St. Anthony is pushing forward with plans to build a 1 million-square-foot commercial development at 31st Street and Kedzie Avenue anchored by a 100-bed replacement hospital. The $430 million Focal Point development is slated to be built on 11 acres acquired from the city for $1 by a nonprofit affiliated with St. Anthony. The complex is set to include two schools, retail stores, a child-care center, an indoor recreation facility and an athletic field.
But I just learned about a "community clinic" being created in Baltimore by the Bon Secours Health System and Kaiser Permanente ("Kaiser, Bon Secours join forces on plan to improve health through economic opportunity," Baltimore Sun). From the article:

The initiative comes as hospitals are learning they need to do more than treat patients' medical conditions, but also help address social issues, such as transportation and poverty, that may prevent people from going to the doctor.

"It is not enough to provide excellent health care," said Celeste James, Kaiser's director of community health initiatives. "People need their basic needs met around economic stability to really focus on health."

Bon Secours' Baltimore hospital already provides many of the services that will be offered at the new resource center through a program it runs called Community Works. Rather than reinvent the wheel, Kaiser officials thought partnering with a hospital with roots in the community would be more beneficial.

The partnership with Kaiser will allow Bon Secours to expand its offerings, which include job training and a transition program for people being released from incarceration. The two health systems will work together on programming.

Most of the patients that frequent Bon Secours come through the emergency room, said CEO Dr. Samuel Ross. Many live in poverty and have untreated chronic conditions that could be better controlled with preventive care. ...

The resource center will also offer mental health services. The health systems will partner with community groups such as Roberta's House, which provides grief counseling to those who have lost loved ones to violence.

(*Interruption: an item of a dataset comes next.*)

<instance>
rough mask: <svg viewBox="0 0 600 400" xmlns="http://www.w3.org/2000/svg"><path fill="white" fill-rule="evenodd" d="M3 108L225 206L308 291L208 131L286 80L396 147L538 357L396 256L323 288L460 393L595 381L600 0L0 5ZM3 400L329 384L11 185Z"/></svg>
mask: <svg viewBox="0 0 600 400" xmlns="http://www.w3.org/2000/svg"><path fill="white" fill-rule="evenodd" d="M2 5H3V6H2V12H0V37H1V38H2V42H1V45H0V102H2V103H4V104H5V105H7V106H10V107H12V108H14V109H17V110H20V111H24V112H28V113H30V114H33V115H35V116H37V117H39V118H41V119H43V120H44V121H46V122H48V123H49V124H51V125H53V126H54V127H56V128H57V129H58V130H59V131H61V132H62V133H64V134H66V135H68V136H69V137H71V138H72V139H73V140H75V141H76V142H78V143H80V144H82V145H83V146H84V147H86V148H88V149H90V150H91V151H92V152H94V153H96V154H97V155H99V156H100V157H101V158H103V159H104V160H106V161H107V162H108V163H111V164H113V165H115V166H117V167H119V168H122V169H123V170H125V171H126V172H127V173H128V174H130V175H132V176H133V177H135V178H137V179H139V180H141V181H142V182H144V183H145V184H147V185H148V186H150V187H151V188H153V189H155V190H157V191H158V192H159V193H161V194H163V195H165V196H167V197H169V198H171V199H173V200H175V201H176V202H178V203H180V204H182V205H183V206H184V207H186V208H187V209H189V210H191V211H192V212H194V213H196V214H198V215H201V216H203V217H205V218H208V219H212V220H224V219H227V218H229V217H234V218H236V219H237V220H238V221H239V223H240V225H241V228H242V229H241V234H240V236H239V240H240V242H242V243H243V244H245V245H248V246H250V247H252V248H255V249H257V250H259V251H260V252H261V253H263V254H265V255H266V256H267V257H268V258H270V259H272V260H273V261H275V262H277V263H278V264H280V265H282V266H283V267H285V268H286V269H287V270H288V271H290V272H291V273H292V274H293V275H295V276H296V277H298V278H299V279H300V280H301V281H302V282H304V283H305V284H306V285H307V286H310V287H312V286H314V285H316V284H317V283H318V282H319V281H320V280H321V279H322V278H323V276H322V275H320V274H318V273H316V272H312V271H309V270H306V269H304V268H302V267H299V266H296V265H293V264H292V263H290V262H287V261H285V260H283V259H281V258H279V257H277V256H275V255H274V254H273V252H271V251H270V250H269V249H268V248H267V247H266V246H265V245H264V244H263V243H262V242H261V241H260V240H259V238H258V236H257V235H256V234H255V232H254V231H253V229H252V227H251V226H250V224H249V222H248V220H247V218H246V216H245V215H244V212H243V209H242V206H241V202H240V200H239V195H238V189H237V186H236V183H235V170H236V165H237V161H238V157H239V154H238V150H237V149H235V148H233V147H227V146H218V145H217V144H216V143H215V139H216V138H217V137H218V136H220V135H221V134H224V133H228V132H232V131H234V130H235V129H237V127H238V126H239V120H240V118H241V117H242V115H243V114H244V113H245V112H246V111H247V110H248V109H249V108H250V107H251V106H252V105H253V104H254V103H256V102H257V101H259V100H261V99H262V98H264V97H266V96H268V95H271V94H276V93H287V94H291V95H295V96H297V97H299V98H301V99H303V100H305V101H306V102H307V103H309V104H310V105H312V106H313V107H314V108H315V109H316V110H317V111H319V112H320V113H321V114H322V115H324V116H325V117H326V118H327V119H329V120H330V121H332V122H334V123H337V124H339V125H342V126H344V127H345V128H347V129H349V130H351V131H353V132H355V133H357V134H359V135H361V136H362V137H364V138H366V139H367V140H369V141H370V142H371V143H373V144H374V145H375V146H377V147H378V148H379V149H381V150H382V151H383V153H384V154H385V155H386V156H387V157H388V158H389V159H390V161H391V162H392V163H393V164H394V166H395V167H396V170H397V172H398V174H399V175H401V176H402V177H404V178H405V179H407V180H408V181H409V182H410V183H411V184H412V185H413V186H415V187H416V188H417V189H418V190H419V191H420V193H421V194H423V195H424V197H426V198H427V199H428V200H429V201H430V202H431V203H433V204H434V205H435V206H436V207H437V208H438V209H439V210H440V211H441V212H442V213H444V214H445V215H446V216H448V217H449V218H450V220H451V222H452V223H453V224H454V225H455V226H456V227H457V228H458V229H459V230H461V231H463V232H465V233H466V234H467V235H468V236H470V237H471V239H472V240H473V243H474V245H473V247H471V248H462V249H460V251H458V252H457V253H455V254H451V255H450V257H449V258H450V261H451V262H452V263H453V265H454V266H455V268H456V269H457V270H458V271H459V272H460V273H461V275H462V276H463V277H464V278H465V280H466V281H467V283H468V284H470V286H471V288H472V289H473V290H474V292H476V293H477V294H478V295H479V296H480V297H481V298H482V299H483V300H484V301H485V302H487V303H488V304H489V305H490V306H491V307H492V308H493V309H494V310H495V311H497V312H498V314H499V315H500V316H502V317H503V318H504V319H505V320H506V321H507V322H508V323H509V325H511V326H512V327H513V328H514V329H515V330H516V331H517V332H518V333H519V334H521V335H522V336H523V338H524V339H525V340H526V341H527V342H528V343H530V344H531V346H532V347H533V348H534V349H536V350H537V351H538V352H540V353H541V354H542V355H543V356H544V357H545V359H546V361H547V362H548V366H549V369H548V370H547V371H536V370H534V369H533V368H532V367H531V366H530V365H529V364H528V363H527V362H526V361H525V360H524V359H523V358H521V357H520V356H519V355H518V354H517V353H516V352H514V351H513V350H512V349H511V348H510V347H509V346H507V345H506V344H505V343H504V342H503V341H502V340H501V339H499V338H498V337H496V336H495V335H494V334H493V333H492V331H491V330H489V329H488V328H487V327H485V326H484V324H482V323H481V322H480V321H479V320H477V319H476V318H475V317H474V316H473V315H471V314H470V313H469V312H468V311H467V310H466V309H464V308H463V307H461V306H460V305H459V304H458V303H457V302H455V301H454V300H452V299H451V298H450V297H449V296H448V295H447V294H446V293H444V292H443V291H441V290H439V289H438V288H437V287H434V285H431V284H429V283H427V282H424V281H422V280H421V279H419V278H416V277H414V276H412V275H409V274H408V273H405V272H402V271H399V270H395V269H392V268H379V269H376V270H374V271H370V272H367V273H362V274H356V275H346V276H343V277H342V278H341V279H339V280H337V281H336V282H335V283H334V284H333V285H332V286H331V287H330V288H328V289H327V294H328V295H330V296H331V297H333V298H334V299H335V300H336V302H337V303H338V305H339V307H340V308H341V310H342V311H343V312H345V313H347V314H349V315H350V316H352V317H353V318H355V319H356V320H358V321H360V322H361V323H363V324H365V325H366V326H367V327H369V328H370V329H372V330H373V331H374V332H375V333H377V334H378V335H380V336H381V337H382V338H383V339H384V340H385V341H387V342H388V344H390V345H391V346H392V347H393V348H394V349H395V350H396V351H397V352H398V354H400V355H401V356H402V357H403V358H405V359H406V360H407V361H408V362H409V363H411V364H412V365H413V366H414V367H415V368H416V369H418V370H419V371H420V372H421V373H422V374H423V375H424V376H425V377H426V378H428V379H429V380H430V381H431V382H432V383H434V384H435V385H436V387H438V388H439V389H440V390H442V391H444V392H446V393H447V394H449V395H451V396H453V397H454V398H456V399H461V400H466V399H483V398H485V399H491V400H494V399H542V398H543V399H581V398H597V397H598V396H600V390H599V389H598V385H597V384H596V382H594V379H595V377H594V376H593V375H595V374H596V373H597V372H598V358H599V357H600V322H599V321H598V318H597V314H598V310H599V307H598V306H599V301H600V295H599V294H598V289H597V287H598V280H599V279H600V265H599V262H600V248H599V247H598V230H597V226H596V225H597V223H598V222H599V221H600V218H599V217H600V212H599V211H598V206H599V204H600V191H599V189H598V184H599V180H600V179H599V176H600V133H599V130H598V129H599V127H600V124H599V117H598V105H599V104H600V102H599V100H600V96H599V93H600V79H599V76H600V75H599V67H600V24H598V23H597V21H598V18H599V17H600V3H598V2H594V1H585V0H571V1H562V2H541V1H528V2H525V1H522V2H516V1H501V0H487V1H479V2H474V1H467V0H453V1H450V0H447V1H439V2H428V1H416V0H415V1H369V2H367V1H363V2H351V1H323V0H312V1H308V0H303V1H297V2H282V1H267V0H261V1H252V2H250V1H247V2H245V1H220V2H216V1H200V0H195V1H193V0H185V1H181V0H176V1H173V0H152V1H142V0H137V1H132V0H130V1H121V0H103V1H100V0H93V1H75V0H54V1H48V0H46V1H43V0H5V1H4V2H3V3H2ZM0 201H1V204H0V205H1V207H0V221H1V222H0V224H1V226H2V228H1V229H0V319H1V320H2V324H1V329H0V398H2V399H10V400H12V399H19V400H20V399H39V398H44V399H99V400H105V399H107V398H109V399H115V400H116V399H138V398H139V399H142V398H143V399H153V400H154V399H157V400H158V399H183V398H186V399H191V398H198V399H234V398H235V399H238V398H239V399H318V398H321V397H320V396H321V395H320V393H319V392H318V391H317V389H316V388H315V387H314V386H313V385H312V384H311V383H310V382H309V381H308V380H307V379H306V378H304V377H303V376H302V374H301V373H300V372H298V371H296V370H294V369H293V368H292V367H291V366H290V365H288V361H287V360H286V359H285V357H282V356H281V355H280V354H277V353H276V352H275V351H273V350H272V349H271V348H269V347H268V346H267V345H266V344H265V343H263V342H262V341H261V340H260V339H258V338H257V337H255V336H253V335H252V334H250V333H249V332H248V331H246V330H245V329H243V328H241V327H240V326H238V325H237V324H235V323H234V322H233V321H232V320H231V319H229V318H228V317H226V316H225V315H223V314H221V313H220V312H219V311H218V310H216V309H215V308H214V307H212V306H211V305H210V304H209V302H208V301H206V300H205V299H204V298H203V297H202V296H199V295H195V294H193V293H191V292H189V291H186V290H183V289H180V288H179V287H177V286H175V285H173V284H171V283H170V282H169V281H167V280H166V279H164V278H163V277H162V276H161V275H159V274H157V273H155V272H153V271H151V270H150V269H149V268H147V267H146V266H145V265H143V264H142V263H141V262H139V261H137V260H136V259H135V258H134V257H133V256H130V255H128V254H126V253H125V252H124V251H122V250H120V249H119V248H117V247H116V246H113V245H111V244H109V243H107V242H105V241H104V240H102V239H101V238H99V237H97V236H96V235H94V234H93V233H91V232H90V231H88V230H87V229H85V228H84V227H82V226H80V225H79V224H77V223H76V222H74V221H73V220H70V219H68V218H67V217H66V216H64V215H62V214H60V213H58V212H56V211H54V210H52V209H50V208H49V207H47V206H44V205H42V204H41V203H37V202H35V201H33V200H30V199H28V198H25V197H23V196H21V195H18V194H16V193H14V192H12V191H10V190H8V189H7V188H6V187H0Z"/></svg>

Kaiser hopes the resource center and partnership last as long as a similar project in Los Angeles. The health system opened a counseling and learning center there shortly after the Watts riots 50 years ago. The center started in a small room with three employees and is now located in a 9,000-square-foot facility and employs 30 therapists, teachers, counselors and other workers.

As part of the partnership, Kaiser and Bon Secours plan to help support the creation and growth of 10 businesses in the community. The health systems also hope to attract more partners to embark on larger economic development projects and reduce the area's unemployment rate in the future.
It's not a hospital but a support program, to be delivered in a shuttered library building.

It looks to be offering the kind of programming that would make sense as part of the St. Anthony Hospital project in Chicago, and could be developed as part of a new United Medical Center in Southeast Washington, DC.

UMC needs transformation.  And in general, DC government doesn't appear to be positioned to be able to bring about that kind of substantive change.